Use in patients with renal impairment
No formal studies were conducted in patients with renal impairment. Ifosfamide and its
metabolites are known to be excreted by the kidneys and may accumulate in plasma
with decreased renal function. Patients with renal impairment should be closely
monitored for toxicity and dose reduction may be considered. Ifosfamide and its
metabolites are dialyzable.
Use in patients with hepatic impairment
No formal studies were conducted in patients with hepatic impairment. Ifosfamide is
extensively metabolized in the liver and forms both efficacious and toxic metabolites.
Ifosfamide should be given cautiously to patients with impaired hepatic function.
Storage Conditions
Store IFOCEDAL® concentrate for solution for infusion in refrigerator (2-8 °C). Protect from freezing.
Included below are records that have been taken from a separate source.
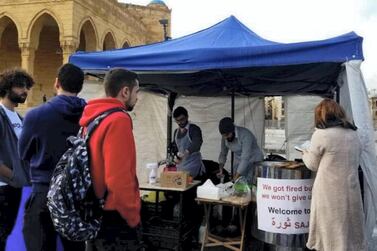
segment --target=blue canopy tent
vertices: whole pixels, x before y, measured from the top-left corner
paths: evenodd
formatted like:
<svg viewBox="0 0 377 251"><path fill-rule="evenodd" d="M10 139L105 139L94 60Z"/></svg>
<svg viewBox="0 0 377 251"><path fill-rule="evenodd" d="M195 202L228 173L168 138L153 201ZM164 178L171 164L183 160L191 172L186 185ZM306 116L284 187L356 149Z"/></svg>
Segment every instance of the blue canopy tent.
<svg viewBox="0 0 377 251"><path fill-rule="evenodd" d="M112 51L77 52L70 62L94 74L114 67L136 71L143 88L170 94L170 116L176 95L336 94L359 128L363 145L364 207L371 244L377 215L377 160L368 96L360 71L364 59L362 40L351 32L321 41L277 43L259 37L231 16L205 30L169 41Z"/></svg>
<svg viewBox="0 0 377 251"><path fill-rule="evenodd" d="M259 37L234 16L197 33L145 46L77 52L70 62L85 71L123 67L140 84L184 95L311 93L331 95L341 64L363 59L362 38L283 44Z"/></svg>

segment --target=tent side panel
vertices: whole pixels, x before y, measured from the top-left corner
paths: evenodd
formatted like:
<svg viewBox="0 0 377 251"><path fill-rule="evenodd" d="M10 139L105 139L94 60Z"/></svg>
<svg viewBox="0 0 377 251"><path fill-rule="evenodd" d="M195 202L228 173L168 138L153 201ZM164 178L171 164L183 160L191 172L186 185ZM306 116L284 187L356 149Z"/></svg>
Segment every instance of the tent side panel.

Store in original package in order to protect from light.
IFOCEDAL® is supplied as vials containing Ifosfamide equivalent to 1 g and 2 g as concentrate for solution for infusion.
Parenteral drug products should be inspected visually for particulate matter and discoloration prior to administration. Because of the carcinogenic potential of ifosfamide, the usual precautions for handling and preparing solutions of cytotoxic drugs should be observed. The manufacturer recommends use of protective gloves when handling ifosfamide since accidental exposure may be associated with skin reactions. If ifosfamide solution comes in contact with skin or mucosa, affected skin areas should be washed immediately and thoroughly with soap and water and affected mucosa should be thoroughly rinsed with copious amounts of water.
From a microbiological point of view, the product should be used immediately. If not used immediately, in-use storage times and conditions prior to use are the responsibility of the user and would not normally be longer than 8 hours at 2-8 °C.